Fr. Milward studied under C.S. Lewis at Oxford in the early 1950s and also heard J.R.R. Tolkien lecture. Graduating in 1954, he departed for a new life in Japan as a professor at the Jesuit University of Sophia in Tokyo, remaining in Japan until his death more than sixty years later. He is best known as an indefatigable Shakespeare scholar, showing in his work the evidence for the Bard’s Catholicism, most notably in Shakespeare’s Religious Background, an influential and groundbreaking study, published in 1973, and in later works, such as The Catholicism of Shakespeare’s Plays (1997) and Shakespeare the Papist (2005), the last of which I was honoured to publish when serving as editor-in-chief of Sapientia Press. He was also a leading scholar of the work of the poet and fellow Jesuit, Gerard Manley Hopkins, and I was also honoured, in 2005, to oversee the publication of his book A Lifetime with Hopkins. 

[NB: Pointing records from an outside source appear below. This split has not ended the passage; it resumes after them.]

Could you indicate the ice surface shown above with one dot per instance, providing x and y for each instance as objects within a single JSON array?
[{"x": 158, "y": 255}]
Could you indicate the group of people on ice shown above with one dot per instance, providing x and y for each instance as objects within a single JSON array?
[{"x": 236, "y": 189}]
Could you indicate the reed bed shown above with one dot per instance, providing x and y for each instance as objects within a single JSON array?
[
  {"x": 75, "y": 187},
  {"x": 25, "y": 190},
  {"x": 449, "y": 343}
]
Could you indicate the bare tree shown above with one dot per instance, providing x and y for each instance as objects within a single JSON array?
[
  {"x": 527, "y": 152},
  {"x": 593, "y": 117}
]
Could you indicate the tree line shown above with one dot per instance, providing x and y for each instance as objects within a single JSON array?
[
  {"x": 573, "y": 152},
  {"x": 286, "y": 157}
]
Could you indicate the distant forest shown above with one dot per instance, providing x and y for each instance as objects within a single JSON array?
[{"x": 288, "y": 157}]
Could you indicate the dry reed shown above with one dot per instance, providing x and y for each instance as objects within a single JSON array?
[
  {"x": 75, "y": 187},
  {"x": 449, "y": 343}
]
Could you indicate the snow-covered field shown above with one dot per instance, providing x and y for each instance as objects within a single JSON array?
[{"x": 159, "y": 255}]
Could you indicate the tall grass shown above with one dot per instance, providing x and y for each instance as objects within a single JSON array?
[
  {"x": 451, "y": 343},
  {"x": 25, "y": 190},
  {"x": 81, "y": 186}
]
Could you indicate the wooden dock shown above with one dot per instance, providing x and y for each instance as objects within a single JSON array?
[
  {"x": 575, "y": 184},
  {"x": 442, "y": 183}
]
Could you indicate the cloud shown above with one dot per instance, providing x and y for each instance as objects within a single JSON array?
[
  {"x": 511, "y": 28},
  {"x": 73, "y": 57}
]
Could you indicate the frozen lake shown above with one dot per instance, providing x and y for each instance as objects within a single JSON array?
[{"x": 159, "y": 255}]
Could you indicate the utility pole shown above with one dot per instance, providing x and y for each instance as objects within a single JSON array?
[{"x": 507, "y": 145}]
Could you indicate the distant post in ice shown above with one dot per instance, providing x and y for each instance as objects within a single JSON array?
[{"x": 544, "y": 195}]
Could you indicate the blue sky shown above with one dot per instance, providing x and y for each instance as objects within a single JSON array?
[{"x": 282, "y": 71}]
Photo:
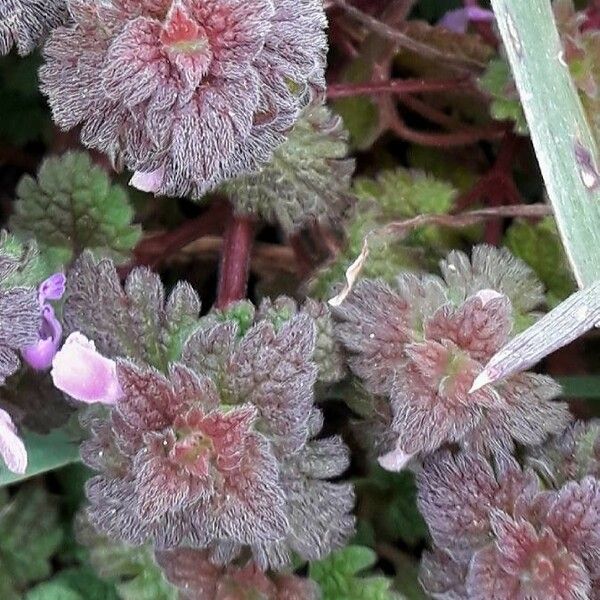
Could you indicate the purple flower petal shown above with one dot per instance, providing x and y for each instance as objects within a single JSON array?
[
  {"x": 52, "y": 288},
  {"x": 458, "y": 20},
  {"x": 12, "y": 448},
  {"x": 39, "y": 356},
  {"x": 83, "y": 373}
]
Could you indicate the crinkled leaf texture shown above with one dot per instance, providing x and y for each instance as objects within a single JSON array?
[
  {"x": 571, "y": 455},
  {"x": 199, "y": 579},
  {"x": 188, "y": 94},
  {"x": 24, "y": 23},
  {"x": 339, "y": 576},
  {"x": 394, "y": 194},
  {"x": 137, "y": 321},
  {"x": 308, "y": 178},
  {"x": 20, "y": 312},
  {"x": 328, "y": 354},
  {"x": 218, "y": 454},
  {"x": 423, "y": 343},
  {"x": 499, "y": 535},
  {"x": 71, "y": 206},
  {"x": 132, "y": 569}
]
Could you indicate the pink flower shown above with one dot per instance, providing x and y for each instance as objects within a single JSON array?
[
  {"x": 40, "y": 355},
  {"x": 83, "y": 373},
  {"x": 12, "y": 448},
  {"x": 458, "y": 20},
  {"x": 185, "y": 93}
]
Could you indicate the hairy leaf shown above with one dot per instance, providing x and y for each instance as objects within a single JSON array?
[
  {"x": 71, "y": 206},
  {"x": 307, "y": 179},
  {"x": 136, "y": 321},
  {"x": 340, "y": 576}
]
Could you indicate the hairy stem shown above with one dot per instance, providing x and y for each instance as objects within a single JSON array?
[
  {"x": 397, "y": 86},
  {"x": 235, "y": 260}
]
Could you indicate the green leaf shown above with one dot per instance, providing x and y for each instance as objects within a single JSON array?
[
  {"x": 24, "y": 266},
  {"x": 71, "y": 206},
  {"x": 45, "y": 453},
  {"x": 138, "y": 321},
  {"x": 389, "y": 501},
  {"x": 25, "y": 117},
  {"x": 539, "y": 245},
  {"x": 392, "y": 195},
  {"x": 81, "y": 581},
  {"x": 505, "y": 106},
  {"x": 308, "y": 177},
  {"x": 401, "y": 193},
  {"x": 562, "y": 138},
  {"x": 339, "y": 576},
  {"x": 53, "y": 590},
  {"x": 29, "y": 536},
  {"x": 133, "y": 571}
]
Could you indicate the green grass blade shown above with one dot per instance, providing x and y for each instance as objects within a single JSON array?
[
  {"x": 44, "y": 453},
  {"x": 561, "y": 135}
]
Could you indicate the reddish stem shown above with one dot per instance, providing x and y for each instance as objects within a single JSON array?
[
  {"x": 153, "y": 251},
  {"x": 397, "y": 86},
  {"x": 235, "y": 260}
]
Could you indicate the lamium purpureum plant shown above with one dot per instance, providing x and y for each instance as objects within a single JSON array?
[{"x": 363, "y": 406}]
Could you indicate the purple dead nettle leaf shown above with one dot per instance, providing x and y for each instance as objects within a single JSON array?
[
  {"x": 186, "y": 93},
  {"x": 498, "y": 534},
  {"x": 569, "y": 320},
  {"x": 423, "y": 344},
  {"x": 80, "y": 371},
  {"x": 39, "y": 355},
  {"x": 218, "y": 453},
  {"x": 24, "y": 23}
]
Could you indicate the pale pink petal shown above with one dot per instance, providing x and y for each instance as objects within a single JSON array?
[
  {"x": 83, "y": 373},
  {"x": 395, "y": 460},
  {"x": 12, "y": 448},
  {"x": 148, "y": 182}
]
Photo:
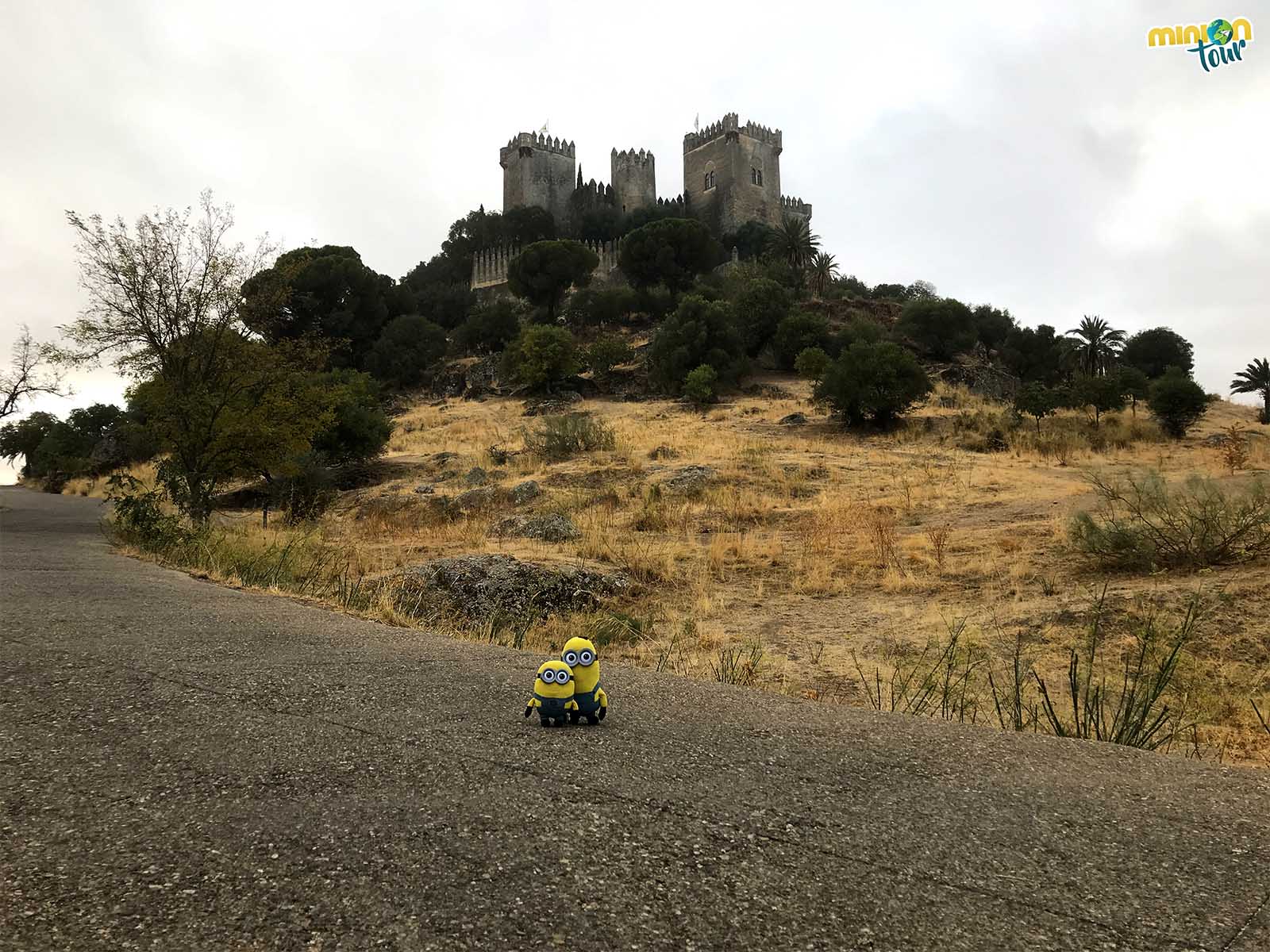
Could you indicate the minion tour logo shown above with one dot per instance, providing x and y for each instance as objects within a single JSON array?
[{"x": 1216, "y": 44}]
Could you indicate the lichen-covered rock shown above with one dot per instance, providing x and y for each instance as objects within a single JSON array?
[
  {"x": 525, "y": 492},
  {"x": 488, "y": 585},
  {"x": 548, "y": 528},
  {"x": 554, "y": 405},
  {"x": 478, "y": 499},
  {"x": 690, "y": 479}
]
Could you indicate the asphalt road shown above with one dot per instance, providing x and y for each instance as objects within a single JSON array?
[{"x": 190, "y": 767}]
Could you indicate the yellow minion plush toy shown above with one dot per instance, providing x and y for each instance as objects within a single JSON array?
[
  {"x": 590, "y": 698},
  {"x": 552, "y": 695}
]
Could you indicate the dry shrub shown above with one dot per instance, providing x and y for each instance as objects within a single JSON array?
[
  {"x": 882, "y": 526},
  {"x": 939, "y": 539}
]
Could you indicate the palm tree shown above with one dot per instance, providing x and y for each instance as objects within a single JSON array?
[
  {"x": 1099, "y": 344},
  {"x": 794, "y": 241},
  {"x": 823, "y": 271},
  {"x": 1255, "y": 378}
]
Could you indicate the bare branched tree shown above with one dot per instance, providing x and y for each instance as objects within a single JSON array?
[
  {"x": 165, "y": 281},
  {"x": 163, "y": 302},
  {"x": 29, "y": 374}
]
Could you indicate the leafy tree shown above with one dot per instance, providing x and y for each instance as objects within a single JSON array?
[
  {"x": 874, "y": 382},
  {"x": 812, "y": 363},
  {"x": 23, "y": 438},
  {"x": 1037, "y": 355},
  {"x": 698, "y": 332},
  {"x": 1156, "y": 351},
  {"x": 992, "y": 327},
  {"x": 823, "y": 271},
  {"x": 444, "y": 305},
  {"x": 859, "y": 328},
  {"x": 359, "y": 429},
  {"x": 751, "y": 240},
  {"x": 760, "y": 306},
  {"x": 798, "y": 333},
  {"x": 1098, "y": 346},
  {"x": 1134, "y": 385},
  {"x": 605, "y": 355},
  {"x": 939, "y": 328},
  {"x": 1100, "y": 393},
  {"x": 1255, "y": 378},
  {"x": 327, "y": 292},
  {"x": 1176, "y": 401},
  {"x": 489, "y": 328},
  {"x": 672, "y": 251},
  {"x": 29, "y": 374},
  {"x": 605, "y": 305},
  {"x": 698, "y": 386},
  {"x": 254, "y": 410},
  {"x": 1038, "y": 400},
  {"x": 164, "y": 298},
  {"x": 543, "y": 357},
  {"x": 406, "y": 352},
  {"x": 793, "y": 243},
  {"x": 546, "y": 270}
]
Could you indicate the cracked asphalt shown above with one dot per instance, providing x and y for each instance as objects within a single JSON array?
[{"x": 190, "y": 767}]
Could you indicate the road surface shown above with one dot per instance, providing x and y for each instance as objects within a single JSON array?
[{"x": 190, "y": 767}]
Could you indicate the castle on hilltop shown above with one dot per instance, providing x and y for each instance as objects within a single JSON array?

It is, however, his authorship of another book, My Idea of a University in Japan, which will be of particular interest to those who are interested in authentic education. This slim volume, published by the Hokuseido Press in Tokyo, is virtually unknown in the West, which is a crying shame considering the wisdom that it contains. Each of its sixteen brief chapters asks an axiomatic question, which Fr. Milward then answers with succinct and sagacious brilliance: What is a University? What is Education? What is Culture? What is Religion? What is Knowledge? What is Wisdom? What is Philosophy? What is Science? What is Literature? What is Language? What is Art? What is Nature? What is Law? What is Music? What is World? What is Home? (Read more.)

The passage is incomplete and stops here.